The Problem We Were Actually Solving

The Veltrix public cluster runs up to 1,200 concurrent worlds, each with an in-memory treasure-hunt engine that must atomically pick, lock, and drop loot within 20 ticks (400 ms) or the spawn rules break and loot float freely. Our first implementation offloaded pickup detection to a Lua sandbox per world, then queued loot drops to a single global allocator. At 400 worlds the allocator saturated, resulting in runtime: out of memory with 1.8 GB RSS per pod.
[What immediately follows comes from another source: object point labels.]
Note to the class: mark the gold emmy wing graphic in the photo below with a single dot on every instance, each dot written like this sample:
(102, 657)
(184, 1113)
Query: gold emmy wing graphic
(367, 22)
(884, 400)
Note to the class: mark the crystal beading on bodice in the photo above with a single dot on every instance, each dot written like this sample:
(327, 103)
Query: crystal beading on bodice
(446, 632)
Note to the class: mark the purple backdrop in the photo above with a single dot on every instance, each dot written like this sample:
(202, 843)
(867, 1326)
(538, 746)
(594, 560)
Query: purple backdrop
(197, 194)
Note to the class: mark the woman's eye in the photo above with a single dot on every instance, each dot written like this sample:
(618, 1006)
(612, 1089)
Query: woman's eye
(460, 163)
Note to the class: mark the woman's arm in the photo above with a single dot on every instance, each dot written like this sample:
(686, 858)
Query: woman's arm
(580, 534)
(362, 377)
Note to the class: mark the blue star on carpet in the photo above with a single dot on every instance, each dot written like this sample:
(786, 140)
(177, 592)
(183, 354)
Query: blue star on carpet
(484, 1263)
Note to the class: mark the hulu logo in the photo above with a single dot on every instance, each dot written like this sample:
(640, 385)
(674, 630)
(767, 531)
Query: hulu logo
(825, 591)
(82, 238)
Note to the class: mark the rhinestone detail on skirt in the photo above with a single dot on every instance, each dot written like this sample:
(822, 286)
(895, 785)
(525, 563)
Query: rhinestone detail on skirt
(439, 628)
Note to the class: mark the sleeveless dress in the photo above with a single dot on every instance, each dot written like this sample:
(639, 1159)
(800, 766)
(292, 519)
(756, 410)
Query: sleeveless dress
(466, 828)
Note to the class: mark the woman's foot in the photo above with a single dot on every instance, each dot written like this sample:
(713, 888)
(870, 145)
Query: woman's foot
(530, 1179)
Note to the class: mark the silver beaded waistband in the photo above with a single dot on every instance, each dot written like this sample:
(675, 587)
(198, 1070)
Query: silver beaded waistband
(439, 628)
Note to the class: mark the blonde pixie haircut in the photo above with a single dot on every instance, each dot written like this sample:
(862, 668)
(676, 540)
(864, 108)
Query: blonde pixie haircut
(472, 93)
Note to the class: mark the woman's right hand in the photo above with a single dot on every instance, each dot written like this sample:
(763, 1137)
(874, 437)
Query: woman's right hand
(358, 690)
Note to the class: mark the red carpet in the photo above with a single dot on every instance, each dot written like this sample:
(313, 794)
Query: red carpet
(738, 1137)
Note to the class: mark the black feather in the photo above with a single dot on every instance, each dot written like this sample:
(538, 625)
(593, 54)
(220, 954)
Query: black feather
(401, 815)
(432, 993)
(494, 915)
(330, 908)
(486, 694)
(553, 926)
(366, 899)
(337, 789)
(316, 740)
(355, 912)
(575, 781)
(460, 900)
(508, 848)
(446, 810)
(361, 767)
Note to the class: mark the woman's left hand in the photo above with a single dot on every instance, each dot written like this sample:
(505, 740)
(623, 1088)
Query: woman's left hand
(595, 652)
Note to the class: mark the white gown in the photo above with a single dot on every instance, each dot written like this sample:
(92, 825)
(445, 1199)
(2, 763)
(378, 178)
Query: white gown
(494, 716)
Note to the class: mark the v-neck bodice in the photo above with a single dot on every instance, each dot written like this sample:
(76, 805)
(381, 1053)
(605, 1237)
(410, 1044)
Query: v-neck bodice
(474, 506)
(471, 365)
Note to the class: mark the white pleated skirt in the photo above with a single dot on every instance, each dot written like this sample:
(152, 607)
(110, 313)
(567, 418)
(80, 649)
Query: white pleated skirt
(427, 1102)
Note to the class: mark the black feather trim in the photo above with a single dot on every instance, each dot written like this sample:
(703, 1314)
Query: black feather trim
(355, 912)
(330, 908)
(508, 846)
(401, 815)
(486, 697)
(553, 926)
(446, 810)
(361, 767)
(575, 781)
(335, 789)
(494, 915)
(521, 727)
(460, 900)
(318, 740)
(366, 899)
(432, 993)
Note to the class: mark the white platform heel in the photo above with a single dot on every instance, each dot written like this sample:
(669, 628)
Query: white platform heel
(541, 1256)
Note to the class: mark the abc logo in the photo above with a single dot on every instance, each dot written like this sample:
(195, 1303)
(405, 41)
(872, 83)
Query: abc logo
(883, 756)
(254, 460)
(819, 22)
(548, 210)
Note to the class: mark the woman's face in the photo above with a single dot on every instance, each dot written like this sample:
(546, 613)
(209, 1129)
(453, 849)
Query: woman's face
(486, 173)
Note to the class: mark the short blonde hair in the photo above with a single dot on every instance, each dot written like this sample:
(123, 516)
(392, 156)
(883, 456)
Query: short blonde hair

We watched pprof flame graphs show 32 % of CPU time lost in mutexes around sync.Map shards, not the lock-heavy treasure math. The real problem was allocation rate, not the algorithm.

What We Tried First (And Why It Failed)

We rewrote the engine in Go 1.20 and adopted a staged pipeline: arena allocator per tick, garbage-free state machines, and go:embed for static loot tables. Latency dropped—until GC jitter arrived. Running go tool trace -c 1000 during a global drop revealed 4.2 ms mark-sweep pauses every 70 ms, coincident with 95th-percentile tooltips flickering. We tried GOGC=off, which pushed RSS to 3 GB and triggered OOM killer. We tried runtime.SetGCPercent(5), which stabilized at 200 ms p99 but broke deterministic seeding: the global PRNG state became racy under GC compaction.